It’s a luxury to not think about water. Most Canadians watch it flow from the faucet and go down the drain without considering its source or destination. When we do think about water, it’s only about where the nearest tap is.

Many people in the world don’t have taps. More than 1.2 billion people experience critical water shortages. They think about water every day.

Rapid climate change is going to change the way Canadians think about water. And we are going to think about it a lot more.

While scientists can’t predict every future impact of climate change, we are already experiencing many impacts, most of which involve water. Climate change has altered how, where and when we receive rain and snow.

Unfortunately, it sometimes takes a disaster to make us rethink our relationship with water. Floods, droughts and polluted water that makes people sick all send a strong message.

Here’s our problem. For more than 200 years in Canada, we have tried to move water off the landscape as quickly as possible by straightening streams and filling floodplains. But draining the landscape has caused profound changes to the ancient interactions between water and land.

In the past, rain and snow melt would slowly infiltrate into aquifers or streams, or meander through roots, stems and leaves to return eventually to the atmosphere. Now we push water along hard, straight lines where the benefits of interacting with soil and plants are lost.

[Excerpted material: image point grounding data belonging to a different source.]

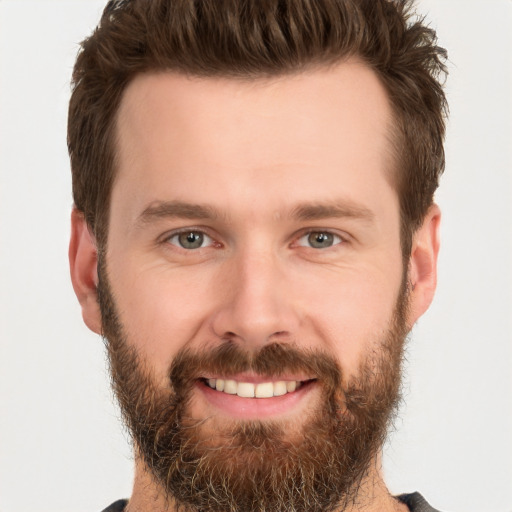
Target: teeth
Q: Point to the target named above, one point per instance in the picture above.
(250, 390)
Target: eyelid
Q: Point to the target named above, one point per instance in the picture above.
(343, 238)
(166, 238)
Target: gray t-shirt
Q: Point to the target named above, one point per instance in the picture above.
(415, 501)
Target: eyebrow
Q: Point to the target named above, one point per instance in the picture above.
(336, 209)
(176, 209)
(305, 211)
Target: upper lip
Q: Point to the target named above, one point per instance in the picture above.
(256, 379)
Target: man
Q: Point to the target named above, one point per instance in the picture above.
(254, 235)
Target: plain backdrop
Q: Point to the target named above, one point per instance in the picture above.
(62, 446)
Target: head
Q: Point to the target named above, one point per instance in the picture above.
(254, 211)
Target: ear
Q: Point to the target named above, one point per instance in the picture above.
(423, 264)
(83, 260)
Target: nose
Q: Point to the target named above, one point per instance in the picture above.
(255, 303)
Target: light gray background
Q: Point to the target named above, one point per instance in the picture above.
(61, 444)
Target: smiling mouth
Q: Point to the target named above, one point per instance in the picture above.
(255, 390)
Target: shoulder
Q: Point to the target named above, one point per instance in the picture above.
(117, 506)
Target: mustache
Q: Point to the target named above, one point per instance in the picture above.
(270, 361)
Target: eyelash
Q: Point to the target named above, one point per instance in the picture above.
(337, 239)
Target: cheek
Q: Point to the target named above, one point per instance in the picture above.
(162, 311)
(351, 311)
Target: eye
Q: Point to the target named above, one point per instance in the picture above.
(319, 239)
(190, 240)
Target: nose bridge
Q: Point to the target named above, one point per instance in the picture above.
(257, 307)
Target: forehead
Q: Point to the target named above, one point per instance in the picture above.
(304, 133)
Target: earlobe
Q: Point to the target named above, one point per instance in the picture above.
(83, 259)
(423, 264)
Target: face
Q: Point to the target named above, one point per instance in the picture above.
(253, 283)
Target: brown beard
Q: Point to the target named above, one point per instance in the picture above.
(257, 465)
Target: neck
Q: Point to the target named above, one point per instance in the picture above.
(373, 495)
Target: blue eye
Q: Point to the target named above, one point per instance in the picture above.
(319, 239)
(191, 240)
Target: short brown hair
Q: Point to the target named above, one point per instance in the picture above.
(258, 38)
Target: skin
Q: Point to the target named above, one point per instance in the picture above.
(268, 161)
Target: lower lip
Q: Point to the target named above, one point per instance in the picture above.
(255, 408)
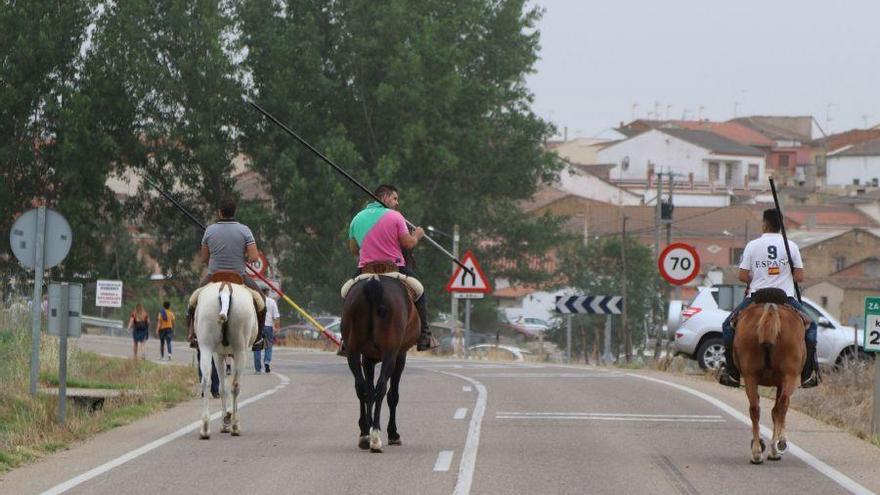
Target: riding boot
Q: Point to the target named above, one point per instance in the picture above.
(810, 374)
(426, 340)
(729, 375)
(261, 320)
(190, 327)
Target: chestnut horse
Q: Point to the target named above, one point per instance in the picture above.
(379, 324)
(769, 350)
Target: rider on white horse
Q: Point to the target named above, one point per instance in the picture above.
(226, 246)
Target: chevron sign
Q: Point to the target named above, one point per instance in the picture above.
(597, 305)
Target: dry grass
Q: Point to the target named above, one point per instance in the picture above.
(28, 426)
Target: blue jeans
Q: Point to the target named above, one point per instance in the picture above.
(268, 335)
(165, 340)
(727, 329)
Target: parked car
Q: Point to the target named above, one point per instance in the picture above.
(698, 334)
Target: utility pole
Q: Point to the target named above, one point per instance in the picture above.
(627, 338)
(454, 309)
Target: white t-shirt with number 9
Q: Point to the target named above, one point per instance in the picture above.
(766, 259)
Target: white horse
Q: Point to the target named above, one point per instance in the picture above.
(222, 303)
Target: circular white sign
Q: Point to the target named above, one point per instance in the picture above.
(679, 263)
(56, 244)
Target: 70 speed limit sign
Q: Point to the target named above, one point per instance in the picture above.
(679, 263)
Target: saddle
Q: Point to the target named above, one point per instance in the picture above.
(386, 269)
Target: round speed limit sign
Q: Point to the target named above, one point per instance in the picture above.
(679, 263)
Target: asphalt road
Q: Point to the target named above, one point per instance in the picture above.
(475, 428)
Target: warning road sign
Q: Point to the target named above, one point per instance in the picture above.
(474, 282)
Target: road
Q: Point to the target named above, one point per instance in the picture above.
(477, 428)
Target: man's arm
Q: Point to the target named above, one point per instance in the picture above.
(409, 241)
(252, 253)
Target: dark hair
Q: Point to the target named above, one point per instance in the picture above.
(772, 220)
(227, 207)
(384, 190)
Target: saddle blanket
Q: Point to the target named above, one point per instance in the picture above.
(415, 287)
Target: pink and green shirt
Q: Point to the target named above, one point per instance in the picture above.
(378, 230)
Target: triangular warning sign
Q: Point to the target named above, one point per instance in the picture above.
(475, 281)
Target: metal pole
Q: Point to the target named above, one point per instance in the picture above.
(454, 304)
(350, 178)
(568, 340)
(606, 354)
(797, 289)
(63, 317)
(467, 326)
(37, 306)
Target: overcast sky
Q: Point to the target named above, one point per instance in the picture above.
(773, 57)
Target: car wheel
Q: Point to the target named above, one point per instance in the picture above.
(710, 355)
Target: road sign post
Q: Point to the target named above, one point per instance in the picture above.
(872, 344)
(467, 285)
(597, 305)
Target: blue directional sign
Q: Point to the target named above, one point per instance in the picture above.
(597, 305)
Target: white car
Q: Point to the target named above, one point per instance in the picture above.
(698, 333)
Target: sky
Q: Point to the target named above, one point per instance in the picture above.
(599, 58)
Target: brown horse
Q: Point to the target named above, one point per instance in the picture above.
(769, 350)
(379, 324)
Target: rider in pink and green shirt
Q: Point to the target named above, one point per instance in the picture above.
(378, 233)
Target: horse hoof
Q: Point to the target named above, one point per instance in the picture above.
(364, 442)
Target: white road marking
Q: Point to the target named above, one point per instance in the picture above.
(444, 459)
(469, 455)
(134, 454)
(834, 475)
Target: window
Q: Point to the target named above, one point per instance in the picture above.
(714, 171)
(754, 171)
(783, 161)
(735, 255)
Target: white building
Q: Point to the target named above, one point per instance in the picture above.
(855, 165)
(697, 156)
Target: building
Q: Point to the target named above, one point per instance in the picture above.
(702, 157)
(855, 165)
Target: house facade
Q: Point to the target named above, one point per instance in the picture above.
(701, 157)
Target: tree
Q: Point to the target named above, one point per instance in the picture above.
(596, 269)
(429, 96)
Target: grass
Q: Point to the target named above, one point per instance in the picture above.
(28, 426)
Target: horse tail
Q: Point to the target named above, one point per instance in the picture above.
(376, 299)
(768, 331)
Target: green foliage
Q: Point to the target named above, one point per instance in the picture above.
(597, 269)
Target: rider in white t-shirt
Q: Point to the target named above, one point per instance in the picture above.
(765, 264)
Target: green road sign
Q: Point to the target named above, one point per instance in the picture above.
(872, 324)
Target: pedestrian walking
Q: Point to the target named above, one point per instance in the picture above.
(165, 330)
(139, 326)
(272, 325)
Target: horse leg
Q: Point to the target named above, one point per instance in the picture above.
(205, 366)
(393, 399)
(238, 364)
(757, 445)
(783, 398)
(389, 359)
(220, 363)
(361, 389)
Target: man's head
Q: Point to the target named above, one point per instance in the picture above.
(388, 194)
(226, 208)
(772, 222)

Instead of water being cleaned, water is contaminated with too many nutrients and sediments. Instead of a gentle, steady release of water into streams, we flush it quickly through engineered waterways that rise and fall like a toilet being flushed.

We are a nation that is rich in fresh water. Canada has approximately 25 per cent of the world’s wetlands by area, and more lakes than the rest of the world combined.

But our freshwater endowment is at risk, especially in southern Canada where most Canadians live. Loss of wetland and floodplain habitats, and run-off from our cities and farms is impacting our lakes, rivers and streams. And this impacts us all.

The Nature Conservancy of Canada is helping protect wetlands, floodplains and other places that are important for nature and for people.

We work with willing private landowners who donate or sell their properties or place them under a long-term conservation agreement. This conservation work is supported by Canadians, businesses, foundations, various provincial governments and the Natural Areas Conservation Program of Environment and Climate Change Canada.

Water is sending us a message. A healthy natural environment is a key part of the infrastructure for our cities and communities.

Canada has an opportunity to lead the world in showing how nature conservation supports clean water, climate change adaptation and our well-being. Just as we need to invest in pipes and pumps as a part of our water system, we also need to invest in healthy wetlands, rivers and watersheds to ensure a future of clean and abundant fresh water.

If we think about water a little more today, maybe future generations will need to think about it a little less.

 

One Response to “Water is sending us a message – don’t take it for granted”

  1. Sandy Buxton says:

    Thanks for posting this excellent letter to the Toronto Star. Water is not an inexhaustible resource. Nor is it impervious to endless human landscape manipulation, which the planet cannot tolerate. The sooner we take it seriously, the sooner we and generations to come can thrive. Along with air to breathe, it is the foundation block of life. We ignore its needs at our peril.